Disabling reenlightenment seems to be a temporary work around:

kind: VirtualMachine
spec:
template:
spec:
domain:
features:
hyperv:

reenlightenment: {}

— Additional comment from Fabian Deutsch on 2022-11-21 08:44:12 UTC —

This bug is in POST, should it be pulled into 4.12? (Only if it can make it)

— Additional comment from on 2022-11-21 14:30:50 UTC —

Blockers only freeze was the 17th, so this BZ needs to be considered a blocker in order to qualify. (It might well be).

— Additional comment from on 2022-11-21 14:34:04 UTC —

Actually, this is already backported to 4.12.

— Additional comment from on 2022-11-21 14:36:17 UTC —

Marking this as a blocker for 4.12 based on QE recommendation.

https://bugzilla.redhat.com/show_bug.cgi?id=2141954 we encounter this BZ if re-enlightenment is completely disabled.

— Additional comment from Kedar Bidarkar on 2022-11-21 14:42:44 UTC —

We would be fixing this bug in 4.12.0 https://bugzilla.redhat.com/show_bug.cgi?id=2139896

— Additional comment from Red Hat Bugzilla on 2022-12-15 08:28:52 UTC —

Account disabled by LDAP Audit for extended failure

— Additional comment from Antonio Cardace on 2023-01-12 14:34:40 UTC —

@ffossemo@redhat.com will take care of the backport for 4.11.3 as the automatic cherry-pick failed.

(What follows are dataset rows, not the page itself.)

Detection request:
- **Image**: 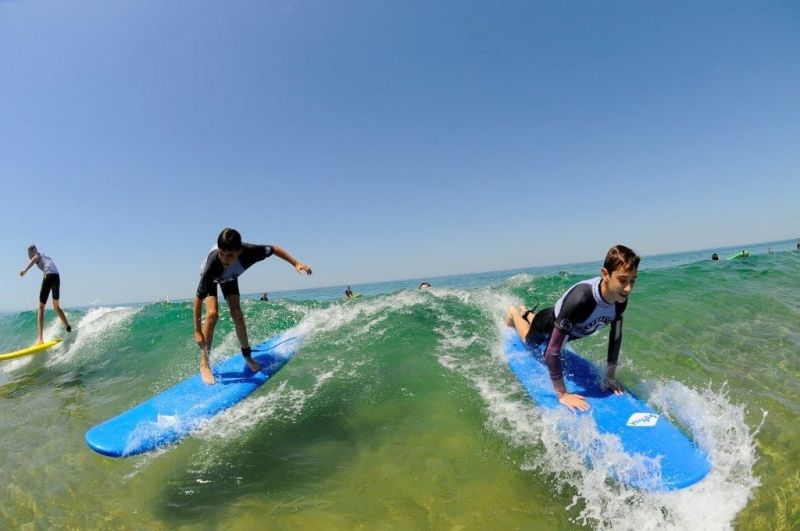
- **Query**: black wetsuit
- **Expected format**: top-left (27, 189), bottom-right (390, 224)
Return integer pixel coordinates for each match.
top-left (525, 277), bottom-right (628, 380)
top-left (197, 243), bottom-right (272, 299)
top-left (34, 253), bottom-right (61, 304)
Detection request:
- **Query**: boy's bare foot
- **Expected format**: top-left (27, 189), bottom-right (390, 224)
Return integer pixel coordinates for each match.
top-left (244, 358), bottom-right (261, 372)
top-left (200, 364), bottom-right (217, 385)
top-left (504, 306), bottom-right (517, 328)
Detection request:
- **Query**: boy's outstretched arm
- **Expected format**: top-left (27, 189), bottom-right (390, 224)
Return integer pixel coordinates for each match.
top-left (272, 245), bottom-right (311, 275)
top-left (603, 319), bottom-right (625, 395)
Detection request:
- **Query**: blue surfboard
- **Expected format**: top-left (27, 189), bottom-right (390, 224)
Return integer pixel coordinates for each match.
top-left (504, 331), bottom-right (711, 491)
top-left (86, 335), bottom-right (303, 457)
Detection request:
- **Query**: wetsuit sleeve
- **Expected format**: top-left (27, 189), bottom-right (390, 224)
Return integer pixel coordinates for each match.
top-left (239, 243), bottom-right (273, 269)
top-left (196, 251), bottom-right (223, 299)
top-left (556, 284), bottom-right (597, 335)
top-left (544, 326), bottom-right (569, 380)
top-left (606, 316), bottom-right (622, 365)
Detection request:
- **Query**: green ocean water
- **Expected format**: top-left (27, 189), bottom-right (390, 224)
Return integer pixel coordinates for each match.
top-left (0, 245), bottom-right (800, 530)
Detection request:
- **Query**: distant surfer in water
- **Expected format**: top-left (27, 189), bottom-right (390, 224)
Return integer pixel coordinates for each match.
top-left (194, 228), bottom-right (311, 384)
top-left (19, 245), bottom-right (72, 345)
top-left (506, 245), bottom-right (639, 411)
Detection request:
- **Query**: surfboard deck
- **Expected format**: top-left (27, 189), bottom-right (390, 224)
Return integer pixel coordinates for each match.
top-left (86, 334), bottom-right (303, 457)
top-left (504, 331), bottom-right (711, 491)
top-left (0, 339), bottom-right (61, 361)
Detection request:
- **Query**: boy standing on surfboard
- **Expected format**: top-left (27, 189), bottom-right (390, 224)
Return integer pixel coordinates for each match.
top-left (506, 245), bottom-right (639, 411)
top-left (19, 245), bottom-right (72, 345)
top-left (194, 228), bottom-right (311, 385)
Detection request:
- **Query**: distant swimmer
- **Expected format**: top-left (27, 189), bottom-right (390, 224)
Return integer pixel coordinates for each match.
top-left (19, 244), bottom-right (72, 345)
top-left (506, 245), bottom-right (639, 411)
top-left (194, 228), bottom-right (311, 384)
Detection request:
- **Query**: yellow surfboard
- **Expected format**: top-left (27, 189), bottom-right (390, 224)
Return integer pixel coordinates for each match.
top-left (0, 339), bottom-right (61, 361)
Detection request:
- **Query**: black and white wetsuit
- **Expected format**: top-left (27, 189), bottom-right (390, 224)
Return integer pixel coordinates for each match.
top-left (525, 277), bottom-right (628, 380)
top-left (34, 253), bottom-right (61, 304)
top-left (197, 243), bottom-right (272, 299)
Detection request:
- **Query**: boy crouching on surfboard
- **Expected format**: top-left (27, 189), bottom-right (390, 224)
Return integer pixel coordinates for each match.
top-left (19, 244), bottom-right (72, 345)
top-left (506, 245), bottom-right (639, 411)
top-left (194, 228), bottom-right (311, 384)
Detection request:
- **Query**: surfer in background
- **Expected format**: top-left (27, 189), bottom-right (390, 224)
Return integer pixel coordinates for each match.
top-left (506, 245), bottom-right (639, 411)
top-left (19, 245), bottom-right (72, 345)
top-left (194, 228), bottom-right (311, 384)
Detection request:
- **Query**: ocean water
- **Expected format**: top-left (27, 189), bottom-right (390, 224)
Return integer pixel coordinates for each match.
top-left (0, 241), bottom-right (800, 530)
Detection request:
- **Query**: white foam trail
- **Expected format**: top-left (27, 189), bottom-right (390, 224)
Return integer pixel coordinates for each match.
top-left (47, 306), bottom-right (139, 367)
top-left (194, 361), bottom-right (342, 440)
top-left (0, 315), bottom-right (69, 373)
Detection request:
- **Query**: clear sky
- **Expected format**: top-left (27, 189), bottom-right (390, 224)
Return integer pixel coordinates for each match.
top-left (0, 0), bottom-right (800, 310)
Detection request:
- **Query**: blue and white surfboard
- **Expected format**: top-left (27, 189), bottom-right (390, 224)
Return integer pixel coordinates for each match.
top-left (86, 335), bottom-right (303, 457)
top-left (504, 331), bottom-right (711, 491)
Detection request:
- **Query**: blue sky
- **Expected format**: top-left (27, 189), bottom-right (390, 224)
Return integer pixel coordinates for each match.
top-left (0, 0), bottom-right (800, 310)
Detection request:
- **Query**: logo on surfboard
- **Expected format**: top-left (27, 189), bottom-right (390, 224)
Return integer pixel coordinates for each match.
top-left (625, 413), bottom-right (658, 428)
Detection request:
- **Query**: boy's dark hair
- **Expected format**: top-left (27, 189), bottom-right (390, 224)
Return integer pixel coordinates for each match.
top-left (217, 228), bottom-right (242, 251)
top-left (603, 245), bottom-right (639, 275)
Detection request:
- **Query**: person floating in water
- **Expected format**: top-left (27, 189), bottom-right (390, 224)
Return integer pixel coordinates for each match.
top-left (193, 228), bottom-right (311, 384)
top-left (506, 245), bottom-right (639, 411)
top-left (19, 245), bottom-right (72, 345)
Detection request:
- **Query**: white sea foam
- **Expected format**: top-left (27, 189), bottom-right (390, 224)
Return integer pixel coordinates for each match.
top-left (47, 306), bottom-right (139, 366)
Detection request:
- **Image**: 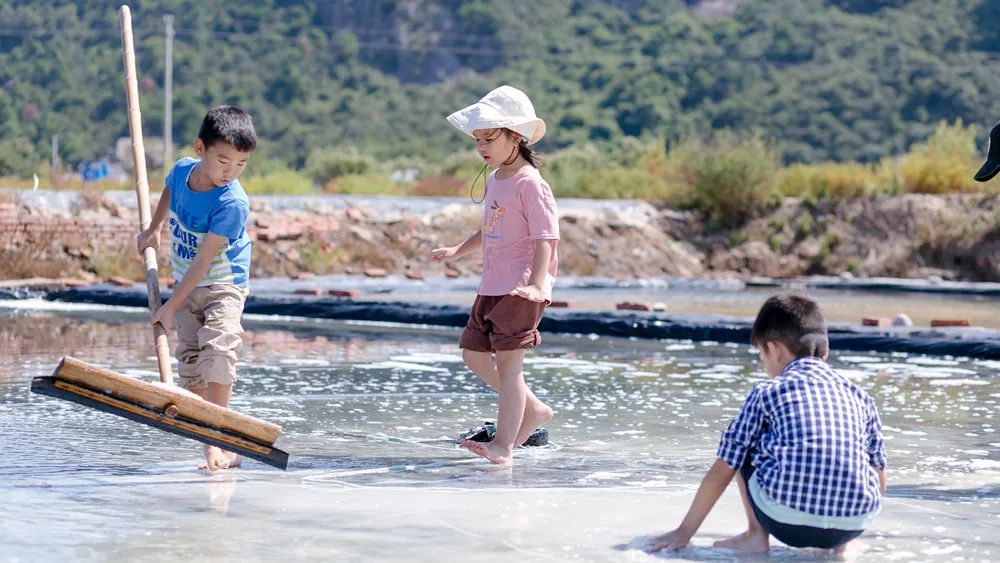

— Additional comment from on 2023-01-13 10:16:22 UTC —

The original PR is already backported https://github.com/kubevirt/kubevirt/pull/8996

— Additional comment from on 2023-01-13 10:21:52 UTC —

http://cnv-version-explorer.apps.cnv2.engineering.redhat.com/BundleDetails?ver=v4.11.3-2 build contains the fix. Is it possible to check whether this still happens? Thanks!

— Additional comment from Denys Shchedrivyi on 2023-01-24 15:47:18 UTC —

I verified on CNV v4.11.3-8

VM with reenlightenment flag is trying to run only on the nodes with appropriate tsc-frequency or on the nodes with tsc-scalable=true label.

The only my concern - on heterogeneous cluster VM with reenlightenment flag may never run on specific nodes, even if I set nodeSelector explicitly.

For example, we have a cluster with these nodes:

> name: node01
> cpu-timer.node.kubevirt.io/tsc-frequency: '2099998000'
> cpu-timer.node.kubevirt.io/tsc-scalable: 'false'

> name: node03
> cpu-timer.node.kubevirt.io/tsc-frequency: '1699998000'
> cpu-timer.node.kubevirt.io/tsc-scalable: 'false'

> name: node04
> cpu-timer.node.kubevirt.io/tsc-frequency: '2095078000'
> cpu-timer.node.kubevirt.io/tsc-scalable: 'true'

The virt-controller finds the lowest frequency and add it to VMs, in my case it is `tsc-frequency: '1699998000'`, but since the node01 is tsc-scalable=false - VM will never try to run there.
When I set this node with node-selector - the POD stuck in Pending state with message:

> 0/10 nodes are available: 10 node(s) didn't match Pod's node
> affinity/selector. preemption: 0/10 nodes are available: 10 Preemption
> is not helpful for scheduling.

@iholder@redhat.com I suppose it is expected behavior: if tsc is not scalable on the node - skip this node
But what if I have a cluster where all 3 nodes non-scalable and with different tsc-freq, VM with reenlightenment (or with invtsc) will run only on one node with lowest frequency?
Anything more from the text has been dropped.